The Gospel of Mary itself has Peter and Andrew questioning her reliability. (“Did He really speak privately with a woman and not openly to us?”) And appears to be trying to convince us.
You don’t make a doctrine more trustworthy by saying it came from “unreliable” witnesses. However, you can make someone seem more trustworthy by showing they explained what you already believed.
There are two basic reasons to report from “unreliable” witnesses. To make the witness more reliable, or as a simple statement of what you think happened.
The Gospel of Mary strikes me as doing the former, and Mark appears to be doing the latter.
My point was simply that the ‘testimony of the women’ is not actually ‘testimony’ and was not looked at it that way back then. Modern apologists attempt to foist it as evidence, when it is not.
IIRC this was a later development.

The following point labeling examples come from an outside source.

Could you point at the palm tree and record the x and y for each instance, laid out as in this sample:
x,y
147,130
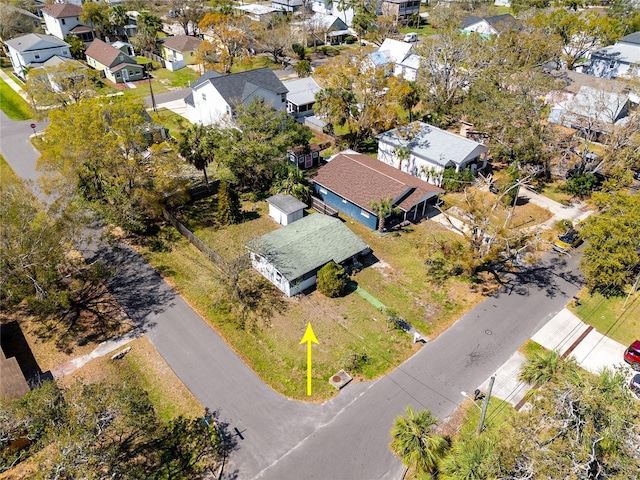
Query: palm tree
x,y
197,147
544,366
413,440
292,181
470,460
383,209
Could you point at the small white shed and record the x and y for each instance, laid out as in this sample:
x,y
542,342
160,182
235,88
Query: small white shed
x,y
285,209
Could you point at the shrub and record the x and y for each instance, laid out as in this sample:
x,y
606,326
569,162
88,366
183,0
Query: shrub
x,y
582,185
298,50
332,280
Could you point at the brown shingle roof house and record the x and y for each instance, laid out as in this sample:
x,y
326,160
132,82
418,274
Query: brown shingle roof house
x,y
116,65
351,181
63,10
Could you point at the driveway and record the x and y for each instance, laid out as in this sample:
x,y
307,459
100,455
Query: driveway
x,y
347,437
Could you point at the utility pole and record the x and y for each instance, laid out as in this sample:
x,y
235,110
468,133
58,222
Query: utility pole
x,y
485,405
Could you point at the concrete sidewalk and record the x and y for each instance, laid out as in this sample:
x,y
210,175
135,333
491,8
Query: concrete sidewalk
x,y
571,337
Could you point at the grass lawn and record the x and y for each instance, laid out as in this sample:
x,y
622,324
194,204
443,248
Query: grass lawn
x,y
555,192
346,327
171,120
12,104
7,175
525,215
608,316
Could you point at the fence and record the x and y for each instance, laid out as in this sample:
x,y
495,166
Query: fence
x,y
213,256
152,56
319,206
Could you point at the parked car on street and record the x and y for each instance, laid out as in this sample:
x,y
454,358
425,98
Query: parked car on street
x,y
566,241
632,355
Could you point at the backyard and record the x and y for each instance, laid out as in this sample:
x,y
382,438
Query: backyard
x,y
616,317
353,333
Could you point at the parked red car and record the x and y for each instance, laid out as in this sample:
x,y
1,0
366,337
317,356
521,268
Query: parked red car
x,y
632,355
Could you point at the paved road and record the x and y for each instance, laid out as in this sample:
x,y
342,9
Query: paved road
x,y
348,436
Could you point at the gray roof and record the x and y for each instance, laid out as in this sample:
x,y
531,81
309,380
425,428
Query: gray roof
x,y
286,203
621,52
35,41
433,144
241,85
302,91
631,38
308,244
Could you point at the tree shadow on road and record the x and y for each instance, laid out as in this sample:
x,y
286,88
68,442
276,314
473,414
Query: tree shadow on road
x,y
542,276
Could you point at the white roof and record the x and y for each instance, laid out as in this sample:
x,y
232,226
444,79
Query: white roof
x,y
395,50
624,52
597,104
302,91
433,144
257,9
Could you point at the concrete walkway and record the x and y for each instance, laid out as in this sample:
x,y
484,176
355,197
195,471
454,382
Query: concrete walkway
x,y
571,337
14,85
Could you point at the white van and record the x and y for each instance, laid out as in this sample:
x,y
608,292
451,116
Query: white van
x,y
411,37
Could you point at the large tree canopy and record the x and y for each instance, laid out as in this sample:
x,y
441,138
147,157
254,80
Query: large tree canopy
x,y
613,247
114,164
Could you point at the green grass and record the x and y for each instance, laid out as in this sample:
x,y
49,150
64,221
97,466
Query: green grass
x,y
171,120
344,326
608,316
530,348
12,104
7,175
555,192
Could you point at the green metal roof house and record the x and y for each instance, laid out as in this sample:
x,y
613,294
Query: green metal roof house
x,y
291,256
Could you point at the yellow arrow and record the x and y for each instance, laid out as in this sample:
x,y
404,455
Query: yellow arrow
x,y
309,337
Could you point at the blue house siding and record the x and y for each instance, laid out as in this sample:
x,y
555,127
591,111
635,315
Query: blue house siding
x,y
345,206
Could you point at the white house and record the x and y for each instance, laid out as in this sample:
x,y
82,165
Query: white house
x,y
488,25
214,97
330,7
592,111
62,19
33,49
425,151
619,60
291,256
285,209
398,58
301,96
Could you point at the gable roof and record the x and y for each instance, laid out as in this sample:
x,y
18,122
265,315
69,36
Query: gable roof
x,y
62,10
35,41
286,203
243,84
301,91
633,38
597,104
182,43
362,179
495,21
308,244
432,143
104,53
395,50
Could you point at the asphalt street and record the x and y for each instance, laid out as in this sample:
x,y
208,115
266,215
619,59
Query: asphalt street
x,y
272,437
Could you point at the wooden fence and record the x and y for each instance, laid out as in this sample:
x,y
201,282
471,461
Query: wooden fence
x,y
213,256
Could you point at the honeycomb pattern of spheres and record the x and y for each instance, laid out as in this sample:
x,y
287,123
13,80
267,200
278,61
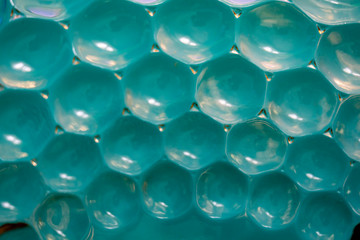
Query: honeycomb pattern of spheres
x,y
179,119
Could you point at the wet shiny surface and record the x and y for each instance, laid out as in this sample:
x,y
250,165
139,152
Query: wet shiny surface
x,y
338,57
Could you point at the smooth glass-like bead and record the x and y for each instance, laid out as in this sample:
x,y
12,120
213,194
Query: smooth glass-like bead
x,y
86,99
337,57
163,89
131,145
62,217
347,127
301,101
331,12
21,190
28,47
51,9
194,140
111,34
317,163
26,125
256,146
231,89
112,200
194,31
221,191
325,216
283,38
274,200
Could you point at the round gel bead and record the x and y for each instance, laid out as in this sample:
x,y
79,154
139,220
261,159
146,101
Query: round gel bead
x,y
167,191
324,216
51,9
194,140
331,12
276,36
131,145
338,57
347,127
111,34
26,125
33,53
274,201
221,191
317,163
21,190
256,146
85,99
301,101
163,89
62,217
112,201
194,31
231,89
69,162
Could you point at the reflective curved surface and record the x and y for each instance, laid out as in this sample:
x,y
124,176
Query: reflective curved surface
x,y
331,12
69,162
231,89
347,127
301,101
28,47
284,37
317,163
325,216
167,191
256,146
85,99
101,38
21,190
194,140
26,125
112,201
62,217
221,191
163,89
338,57
131,145
274,200
194,31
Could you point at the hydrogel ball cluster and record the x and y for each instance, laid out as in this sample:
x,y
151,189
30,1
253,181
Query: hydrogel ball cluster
x,y
179,119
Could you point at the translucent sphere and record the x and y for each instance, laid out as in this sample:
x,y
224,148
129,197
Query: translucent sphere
x,y
256,146
274,201
112,201
338,57
325,216
62,217
101,38
194,140
221,191
163,89
28,47
331,12
167,191
85,99
51,9
131,145
21,190
347,127
317,163
194,31
283,38
301,101
231,89
68,160
26,125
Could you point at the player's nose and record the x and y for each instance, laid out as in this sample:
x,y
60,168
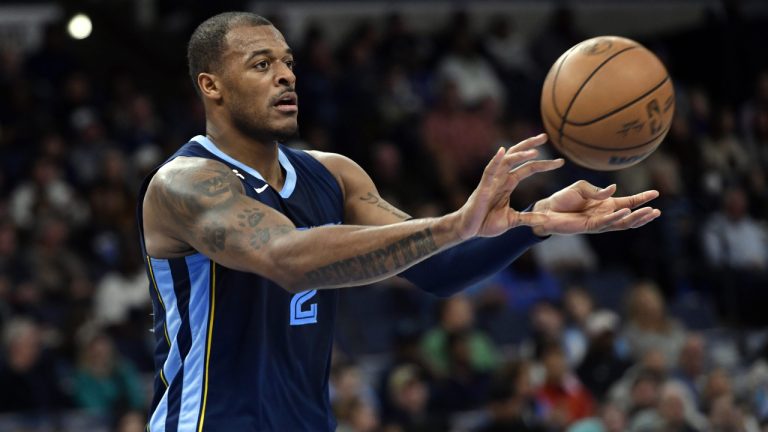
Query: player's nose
x,y
284,75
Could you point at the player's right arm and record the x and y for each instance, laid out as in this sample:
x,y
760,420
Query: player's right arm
x,y
195,204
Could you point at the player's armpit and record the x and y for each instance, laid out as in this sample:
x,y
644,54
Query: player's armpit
x,y
195,204
362,203
202,205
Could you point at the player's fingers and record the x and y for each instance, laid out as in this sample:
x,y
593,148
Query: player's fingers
x,y
514,158
529,143
589,191
516,218
636,200
493,167
635,219
653,214
529,168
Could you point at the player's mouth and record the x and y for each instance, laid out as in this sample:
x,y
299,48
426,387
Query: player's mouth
x,y
287,103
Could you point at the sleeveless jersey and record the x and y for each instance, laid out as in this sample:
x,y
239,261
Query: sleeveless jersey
x,y
233,350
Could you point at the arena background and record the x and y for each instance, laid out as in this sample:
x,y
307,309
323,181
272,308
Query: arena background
x,y
656,329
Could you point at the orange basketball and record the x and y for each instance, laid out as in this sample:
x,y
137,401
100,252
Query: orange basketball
x,y
607,103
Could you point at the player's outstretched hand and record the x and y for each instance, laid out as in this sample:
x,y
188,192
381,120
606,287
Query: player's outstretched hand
x,y
585,208
487,212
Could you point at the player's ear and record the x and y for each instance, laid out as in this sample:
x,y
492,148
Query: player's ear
x,y
210,86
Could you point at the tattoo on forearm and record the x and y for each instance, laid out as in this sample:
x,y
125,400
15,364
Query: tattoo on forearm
x,y
372,199
215,237
381,261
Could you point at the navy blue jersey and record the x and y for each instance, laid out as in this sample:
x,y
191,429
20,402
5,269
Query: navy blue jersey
x,y
234,351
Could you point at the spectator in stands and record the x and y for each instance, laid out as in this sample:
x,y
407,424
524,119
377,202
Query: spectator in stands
x,y
736,247
457,315
512,405
732,239
475,79
649,325
692,365
29,373
106,385
563,397
355,415
669,415
46,193
611,419
464,387
409,396
602,365
348,384
458,141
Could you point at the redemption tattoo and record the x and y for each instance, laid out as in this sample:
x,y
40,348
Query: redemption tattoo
x,y
372,199
381,261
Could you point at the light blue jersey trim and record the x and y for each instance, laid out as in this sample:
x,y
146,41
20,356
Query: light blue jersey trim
x,y
194,364
162,271
199,304
290,173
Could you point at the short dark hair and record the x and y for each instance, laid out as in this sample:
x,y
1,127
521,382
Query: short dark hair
x,y
207,41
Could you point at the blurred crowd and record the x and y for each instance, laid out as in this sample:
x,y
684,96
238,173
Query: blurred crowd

This came after the Gospel of Mary, for example.
So should we trust women or not? It seems that even according to Christian tradition, women are dubious. If that’s the case, then why do you put any weight on their claims?
Further, the much more likely explanation is that Mark was trying to make an excuse as to why people hadn’t heard of the resurrection before - it is because the women didn’t tell anyone.
In any event, the Gospels do not present the women as giving testimony, so the entire point is moot.
As to your two basic reasons - I’ve presented an alternative to your false dilemma. You are presupposing the Gospels as accurate, which is why you are coming away with two options. The truth is there are many.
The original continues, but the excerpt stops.